En juillet, trois cas d'un nouveau sous-type de coronavirus « Omicron », appelé « FLiRT », ont été détectés en Ukraine. Ces cas ont été enregistrés la semaine dernière : deux à Kyiv et un dans la région d'Ivano-Frankivsk. Selon les informations du vice-ministre de la Santé, Ihor Kuzin, cette nouvelle souche a été détectée chez deux femmes et un homme de plus de 60 ans.
La souche « FLiRT » est une variante de la souche Omicron et présente des mutations spécifiques de la protéine Spike qui permettent au virus de pénétrer plus efficacement dans les cellules et d'échapper partiellement à la réponse immunitaire. Cela signifie que même des personnes vaccinées peuvent contracter la maladie, bien que l'immunité conférée par la vaccination réduise le risque de forme grave.
L’OMS n’a pas encore fourni d’évaluation détaillée du risque posé par la nouvelle souche, mais a souligné l’importance d’un suivi de la situation au niveau national. Des études montrent que les vaccins existants, y compris les rappels, restent efficaces pour prévenir les formes graves de la COVID-19, même s’ils ne peuvent éliminer totalement le risque d’infection par ce nouveau variant du virus.
Parallèlement, Kyiv a enregistré une augmentation significative des cas de COVID-19 ces dernières semaines. Depuis début juillet, le nombre d'hospitalisations dans la capitale a été multiplié par plusieurs.

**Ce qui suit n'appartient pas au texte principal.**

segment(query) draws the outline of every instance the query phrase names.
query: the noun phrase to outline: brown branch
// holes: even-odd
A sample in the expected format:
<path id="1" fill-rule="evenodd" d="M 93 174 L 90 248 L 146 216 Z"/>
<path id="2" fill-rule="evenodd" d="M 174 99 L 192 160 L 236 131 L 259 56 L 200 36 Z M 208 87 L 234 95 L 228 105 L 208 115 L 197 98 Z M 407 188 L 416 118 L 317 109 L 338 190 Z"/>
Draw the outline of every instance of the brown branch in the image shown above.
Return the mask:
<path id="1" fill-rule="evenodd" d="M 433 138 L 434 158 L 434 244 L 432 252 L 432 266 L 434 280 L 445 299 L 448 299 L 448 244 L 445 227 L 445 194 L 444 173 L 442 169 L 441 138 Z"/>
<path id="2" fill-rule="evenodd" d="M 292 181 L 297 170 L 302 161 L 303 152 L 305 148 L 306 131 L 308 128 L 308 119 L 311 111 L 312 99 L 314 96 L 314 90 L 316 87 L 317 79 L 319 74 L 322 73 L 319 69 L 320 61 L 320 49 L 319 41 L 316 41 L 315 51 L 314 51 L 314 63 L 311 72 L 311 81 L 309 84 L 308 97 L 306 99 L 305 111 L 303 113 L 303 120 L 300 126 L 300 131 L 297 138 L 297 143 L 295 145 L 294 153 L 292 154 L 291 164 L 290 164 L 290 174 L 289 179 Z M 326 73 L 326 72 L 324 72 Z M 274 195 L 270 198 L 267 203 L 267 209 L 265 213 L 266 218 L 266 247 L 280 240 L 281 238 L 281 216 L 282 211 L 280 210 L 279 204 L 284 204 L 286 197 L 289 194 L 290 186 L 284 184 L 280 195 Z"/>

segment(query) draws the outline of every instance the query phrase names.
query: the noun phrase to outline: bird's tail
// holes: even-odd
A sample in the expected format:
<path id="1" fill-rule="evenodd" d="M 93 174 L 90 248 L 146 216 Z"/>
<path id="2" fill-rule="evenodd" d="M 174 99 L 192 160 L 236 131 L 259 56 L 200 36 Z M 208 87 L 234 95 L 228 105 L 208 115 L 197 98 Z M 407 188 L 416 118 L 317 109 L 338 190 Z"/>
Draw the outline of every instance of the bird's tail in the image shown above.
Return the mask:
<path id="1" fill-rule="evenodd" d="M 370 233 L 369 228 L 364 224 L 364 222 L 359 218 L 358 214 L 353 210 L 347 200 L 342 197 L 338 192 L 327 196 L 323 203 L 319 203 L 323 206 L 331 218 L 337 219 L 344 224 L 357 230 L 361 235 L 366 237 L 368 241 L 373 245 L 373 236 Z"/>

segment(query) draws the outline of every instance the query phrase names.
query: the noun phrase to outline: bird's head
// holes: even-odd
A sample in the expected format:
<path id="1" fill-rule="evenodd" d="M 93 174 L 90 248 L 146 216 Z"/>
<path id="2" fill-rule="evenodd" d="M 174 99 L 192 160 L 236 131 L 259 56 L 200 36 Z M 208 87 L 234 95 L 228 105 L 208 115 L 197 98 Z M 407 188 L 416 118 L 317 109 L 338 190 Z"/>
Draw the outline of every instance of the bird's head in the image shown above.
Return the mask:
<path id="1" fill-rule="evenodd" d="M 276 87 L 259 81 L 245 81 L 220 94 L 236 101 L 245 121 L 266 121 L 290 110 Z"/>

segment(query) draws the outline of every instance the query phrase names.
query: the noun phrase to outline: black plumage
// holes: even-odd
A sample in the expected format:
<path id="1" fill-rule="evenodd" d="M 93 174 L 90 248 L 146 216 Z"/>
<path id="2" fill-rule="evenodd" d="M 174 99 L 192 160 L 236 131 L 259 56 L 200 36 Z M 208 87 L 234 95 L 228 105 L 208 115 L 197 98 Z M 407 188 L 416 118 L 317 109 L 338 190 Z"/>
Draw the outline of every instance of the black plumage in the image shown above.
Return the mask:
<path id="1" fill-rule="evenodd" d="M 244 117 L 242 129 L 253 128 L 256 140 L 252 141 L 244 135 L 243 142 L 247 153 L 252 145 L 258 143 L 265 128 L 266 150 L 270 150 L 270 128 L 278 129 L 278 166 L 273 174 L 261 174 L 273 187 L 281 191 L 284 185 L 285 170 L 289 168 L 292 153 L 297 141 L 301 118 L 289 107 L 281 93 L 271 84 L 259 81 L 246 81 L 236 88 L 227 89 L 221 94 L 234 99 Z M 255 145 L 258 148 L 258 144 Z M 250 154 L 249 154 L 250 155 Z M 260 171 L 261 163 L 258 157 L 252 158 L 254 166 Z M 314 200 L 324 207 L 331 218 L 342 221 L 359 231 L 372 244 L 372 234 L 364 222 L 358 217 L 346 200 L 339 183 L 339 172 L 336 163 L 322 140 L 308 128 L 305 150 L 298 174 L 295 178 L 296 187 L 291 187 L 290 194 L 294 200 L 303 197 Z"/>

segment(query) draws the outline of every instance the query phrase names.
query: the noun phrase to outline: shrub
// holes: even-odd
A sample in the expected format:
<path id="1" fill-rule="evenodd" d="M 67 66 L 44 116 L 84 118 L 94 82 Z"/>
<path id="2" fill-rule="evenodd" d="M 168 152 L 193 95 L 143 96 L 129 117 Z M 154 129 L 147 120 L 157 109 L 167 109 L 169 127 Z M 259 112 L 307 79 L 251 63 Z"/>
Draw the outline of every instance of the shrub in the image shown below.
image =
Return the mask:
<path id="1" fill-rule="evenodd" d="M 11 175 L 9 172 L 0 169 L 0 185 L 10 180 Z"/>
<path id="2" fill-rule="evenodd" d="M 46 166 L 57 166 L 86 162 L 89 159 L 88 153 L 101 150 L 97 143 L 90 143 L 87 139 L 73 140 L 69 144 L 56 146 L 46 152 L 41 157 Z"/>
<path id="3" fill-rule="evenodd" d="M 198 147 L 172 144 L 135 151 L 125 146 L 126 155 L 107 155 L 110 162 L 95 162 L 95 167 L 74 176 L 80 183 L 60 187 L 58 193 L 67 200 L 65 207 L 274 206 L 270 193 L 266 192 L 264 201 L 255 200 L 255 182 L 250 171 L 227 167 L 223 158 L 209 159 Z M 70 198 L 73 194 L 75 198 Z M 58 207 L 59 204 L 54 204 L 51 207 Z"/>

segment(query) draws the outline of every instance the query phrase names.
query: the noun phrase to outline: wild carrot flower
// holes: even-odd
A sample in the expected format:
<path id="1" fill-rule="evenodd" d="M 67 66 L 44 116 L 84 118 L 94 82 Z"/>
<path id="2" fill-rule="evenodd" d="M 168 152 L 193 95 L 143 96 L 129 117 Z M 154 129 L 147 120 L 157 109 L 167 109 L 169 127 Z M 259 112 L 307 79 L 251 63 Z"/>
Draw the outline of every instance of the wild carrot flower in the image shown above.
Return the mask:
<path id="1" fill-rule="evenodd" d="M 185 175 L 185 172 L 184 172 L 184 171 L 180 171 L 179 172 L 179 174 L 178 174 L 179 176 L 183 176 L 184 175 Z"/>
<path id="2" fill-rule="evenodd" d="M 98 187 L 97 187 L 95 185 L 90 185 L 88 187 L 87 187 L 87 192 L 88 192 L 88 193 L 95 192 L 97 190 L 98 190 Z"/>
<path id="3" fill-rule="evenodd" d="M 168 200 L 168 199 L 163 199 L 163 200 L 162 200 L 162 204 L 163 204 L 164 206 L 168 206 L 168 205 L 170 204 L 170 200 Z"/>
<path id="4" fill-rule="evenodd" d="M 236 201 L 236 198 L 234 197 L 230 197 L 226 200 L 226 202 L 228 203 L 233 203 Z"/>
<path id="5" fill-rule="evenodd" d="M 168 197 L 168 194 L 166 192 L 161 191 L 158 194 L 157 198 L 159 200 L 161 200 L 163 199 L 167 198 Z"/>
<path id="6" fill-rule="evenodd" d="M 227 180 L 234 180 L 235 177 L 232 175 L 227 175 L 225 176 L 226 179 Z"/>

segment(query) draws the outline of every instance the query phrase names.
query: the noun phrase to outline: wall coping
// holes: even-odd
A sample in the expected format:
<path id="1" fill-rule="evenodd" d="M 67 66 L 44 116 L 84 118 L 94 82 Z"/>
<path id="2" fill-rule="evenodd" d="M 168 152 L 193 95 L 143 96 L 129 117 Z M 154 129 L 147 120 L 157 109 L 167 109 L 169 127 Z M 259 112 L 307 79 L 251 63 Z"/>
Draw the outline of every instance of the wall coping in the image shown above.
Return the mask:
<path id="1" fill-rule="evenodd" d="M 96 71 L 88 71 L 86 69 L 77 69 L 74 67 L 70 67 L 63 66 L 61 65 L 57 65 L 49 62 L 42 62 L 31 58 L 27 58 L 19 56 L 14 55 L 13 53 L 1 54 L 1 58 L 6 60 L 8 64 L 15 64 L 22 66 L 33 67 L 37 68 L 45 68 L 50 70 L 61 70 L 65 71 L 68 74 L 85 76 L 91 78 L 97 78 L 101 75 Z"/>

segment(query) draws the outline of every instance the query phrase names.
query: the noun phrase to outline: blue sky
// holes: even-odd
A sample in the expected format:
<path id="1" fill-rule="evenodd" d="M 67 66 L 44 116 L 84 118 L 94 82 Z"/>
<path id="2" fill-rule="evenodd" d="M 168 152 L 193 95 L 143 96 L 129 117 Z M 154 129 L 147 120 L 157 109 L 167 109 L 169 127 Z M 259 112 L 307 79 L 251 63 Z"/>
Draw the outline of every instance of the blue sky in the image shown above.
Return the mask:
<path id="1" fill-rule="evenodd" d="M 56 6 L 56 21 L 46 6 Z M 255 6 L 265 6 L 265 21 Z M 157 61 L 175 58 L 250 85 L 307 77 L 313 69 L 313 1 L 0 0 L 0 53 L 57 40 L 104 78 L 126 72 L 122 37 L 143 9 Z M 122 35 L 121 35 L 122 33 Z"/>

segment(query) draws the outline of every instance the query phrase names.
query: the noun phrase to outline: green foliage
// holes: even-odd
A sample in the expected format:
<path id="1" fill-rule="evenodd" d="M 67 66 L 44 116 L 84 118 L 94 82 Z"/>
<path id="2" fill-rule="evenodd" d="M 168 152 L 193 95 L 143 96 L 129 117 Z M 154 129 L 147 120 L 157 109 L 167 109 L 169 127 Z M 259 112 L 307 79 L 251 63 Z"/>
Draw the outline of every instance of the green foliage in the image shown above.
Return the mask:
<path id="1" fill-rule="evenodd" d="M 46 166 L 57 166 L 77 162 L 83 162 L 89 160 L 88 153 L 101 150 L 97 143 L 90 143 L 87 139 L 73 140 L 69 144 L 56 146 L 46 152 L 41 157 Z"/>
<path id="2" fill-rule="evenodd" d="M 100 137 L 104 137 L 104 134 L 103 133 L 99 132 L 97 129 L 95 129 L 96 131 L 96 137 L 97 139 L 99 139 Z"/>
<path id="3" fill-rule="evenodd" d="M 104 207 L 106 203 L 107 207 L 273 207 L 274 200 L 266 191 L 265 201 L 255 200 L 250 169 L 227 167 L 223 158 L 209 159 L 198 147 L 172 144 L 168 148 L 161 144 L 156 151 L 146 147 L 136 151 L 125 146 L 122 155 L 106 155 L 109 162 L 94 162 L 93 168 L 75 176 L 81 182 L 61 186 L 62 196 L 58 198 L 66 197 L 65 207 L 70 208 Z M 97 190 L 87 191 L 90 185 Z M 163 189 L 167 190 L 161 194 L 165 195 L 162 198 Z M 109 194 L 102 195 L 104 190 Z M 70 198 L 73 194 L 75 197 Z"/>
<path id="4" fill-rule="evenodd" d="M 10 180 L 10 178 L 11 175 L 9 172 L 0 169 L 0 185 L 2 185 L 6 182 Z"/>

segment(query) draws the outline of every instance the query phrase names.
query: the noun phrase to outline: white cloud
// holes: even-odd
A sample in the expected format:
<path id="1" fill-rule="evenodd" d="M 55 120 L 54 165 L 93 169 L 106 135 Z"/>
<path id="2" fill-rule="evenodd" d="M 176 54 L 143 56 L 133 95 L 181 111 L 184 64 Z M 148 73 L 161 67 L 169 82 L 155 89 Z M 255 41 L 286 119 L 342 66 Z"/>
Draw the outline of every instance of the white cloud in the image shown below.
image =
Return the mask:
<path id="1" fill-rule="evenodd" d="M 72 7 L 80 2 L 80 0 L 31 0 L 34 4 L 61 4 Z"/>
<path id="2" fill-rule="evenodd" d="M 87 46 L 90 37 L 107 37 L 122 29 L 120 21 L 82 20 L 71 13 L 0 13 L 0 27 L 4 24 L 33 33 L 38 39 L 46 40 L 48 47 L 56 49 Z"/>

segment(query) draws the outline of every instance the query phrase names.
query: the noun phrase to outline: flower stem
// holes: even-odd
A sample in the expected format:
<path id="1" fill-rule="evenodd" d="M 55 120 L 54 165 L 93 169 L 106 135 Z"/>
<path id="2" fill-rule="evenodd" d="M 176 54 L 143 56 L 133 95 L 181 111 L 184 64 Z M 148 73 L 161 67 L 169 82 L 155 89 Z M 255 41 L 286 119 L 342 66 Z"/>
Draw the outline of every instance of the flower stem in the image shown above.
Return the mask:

Alors qu'au début du mois, on comptait 20 patients atteints de la COVID-19 et un cas suspect dans les hôpitaux de Kyiv, ce nombre est passé à 73, dont 18 enfants. On observe en moyenne une vingtaine d'hospitalisations quotidiennes.
En juillet, 900 cas de COVID-19 ont été enregistrés à Kyiv, contre moins de 200 en juin. Depuis le début de l'année, 52 personnes sont décédées du coronavirus dans la capitale. Les habitants sont invités à respecter scrupuleusement les règles d'isolement dès l'apparition des premiers symptômes et à consulter un médecin pour bénéficier d'un traitement rapide.